Sent from my SAMSUNG-SGH-I997 using Tapatalk


----------



## xx4u2nvxx (Nov 28, 2010)

k4door said:


> What's the best looking wheel on a black CC? I'm about to buy a 2010 CC and want something nice. Coming from the Honda world so what I think looks good on Honda's doesn't look that good on the vdub
> 
> Sent from my SAMSUNG-SGH-I997 using Tapatalk


Hey welcome! What's your price range? I also suggest not going w/any wheel smaller than a 19".


----------



## CC U L8TR (Aug 3, 2010)

whats your budget?


----------



## k4door (Dec 27, 2011)

Was looking for either 19 or 20.. nothing over like 2500

Sent from my SAMSUNG-SGH-I997 using Tapatalk


----------



## jspirate (Jan 15, 2011)

Disclaimer:
I like to keep the OEM sleeper look.

I wish they were a half inch wider, but that was not enough for me to go with something else. The build quality is insane. If you are not anal about clean and shiny beyond the face then just buy some non-OEM wheels and clean the face and motor on :thumbup:

I chose these:


----------



## k4door (Dec 27, 2011)

I don't really mind the OEM wheel.. but I deff want something different.. my last whip was polished lips with powerdcoated lime green on my 08 civic si and looking amazing.. so trying to get something that is nice and stands out 

Sent from my SAMSUNG-SGH-I997 using Tapatalk


----------



## Sammzway (Aug 14, 2011)

Everyone has their own opinion when it comes to wheels. Some prefers aftermarket and others prefer OEM. IMO OEM 5 stars look the best in dark colored CCs. Here's a shot of mine. :beer:


----------



## xx4u2nvxx (Nov 28, 2010)

Agreed, I'm not a fan of OEM wheels either unless you like the stock look. 

$2500 including tires?


----------



## CC U L8TR (Aug 3, 2010)

indeed opinions are like a$$holes :laugh:

Everyone has their own style. Go with what you like.


----------



## k4door (Dec 27, 2011)

That's true... I just have a hard time trying to find something that looks good and will stand out. 

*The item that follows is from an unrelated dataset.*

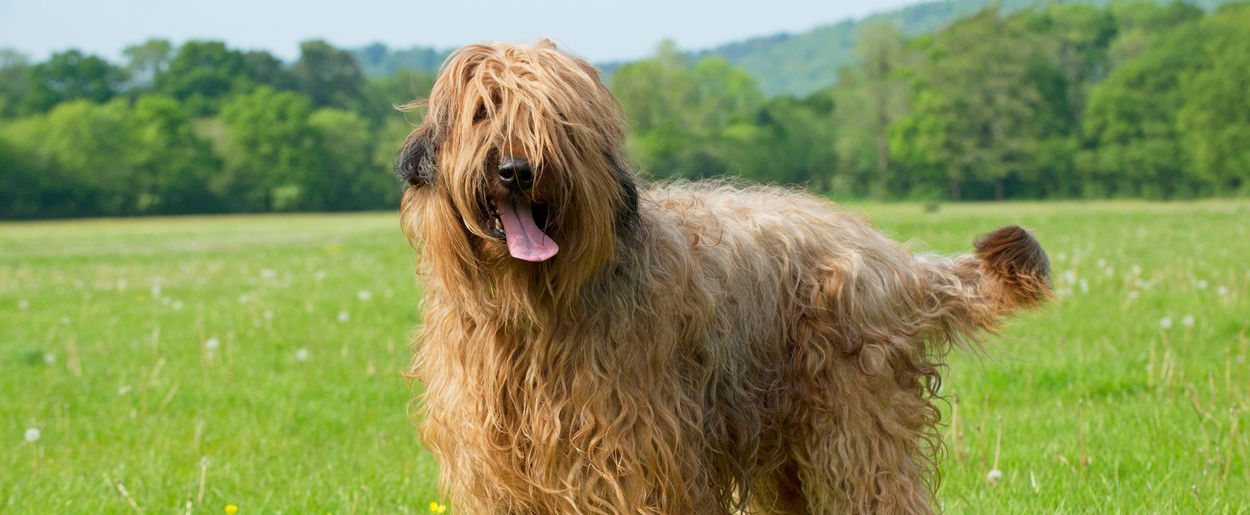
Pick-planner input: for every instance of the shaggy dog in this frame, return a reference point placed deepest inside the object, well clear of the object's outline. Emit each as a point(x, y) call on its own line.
point(594, 346)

Sent from my SAMSUNG-SGH-I997 using Tapatalk


----------



## jspirate (Jan 15, 2011)

k4door said:


> That's true... I just have a hard time trying to find something that looks good and will stand out.
> 
> Sent from my SAMSUNG-SGH-I997 using Tapatalk


Be careful with trying to stand out. Thats when you try to hard. Trying to hard is never a good thing.

In all due respect, if that's your thing, then have at it, but there is so much of that out there that looks like crap. its sooooo easy to get clumped in with the others.

- peace out -


----------



## floridabmx (May 1, 2008)

personally imo 20" bentley mulliner. 

...if you agree check my FS thread!


----------



## Tsquared (Dec 9, 2011)

Sammzway said:


> Everyone has their own opinion when it comes to wheels. Some prefers aftermarket and others prefer OEM. IMO OEM 5 stars look the best in dark colored CCs.


Hella easier to keep clean, too.


----------



## HornetHandler (Oct 25, 2010)

xx4u2nvxx said:


> Hey welcome! What's your price range? I also suggest not going w/any wheel smaller than a 19".


Why not smaller than 19"?

Mack


----------



## R0bL0gic (Aug 26, 2010)

CC U L8TR said:


> indeed opinions are like a$$holes :laugh:
> 
> Everyone has their own style. Go with what you like.


This was honestly the toughest decision I had to make, I spent several months sifting though the wheel/tire thread and finally came up with my own style.


----------



## Ween2010 (Sep 12, 2009)

If I had the extra cash, these would be on mine.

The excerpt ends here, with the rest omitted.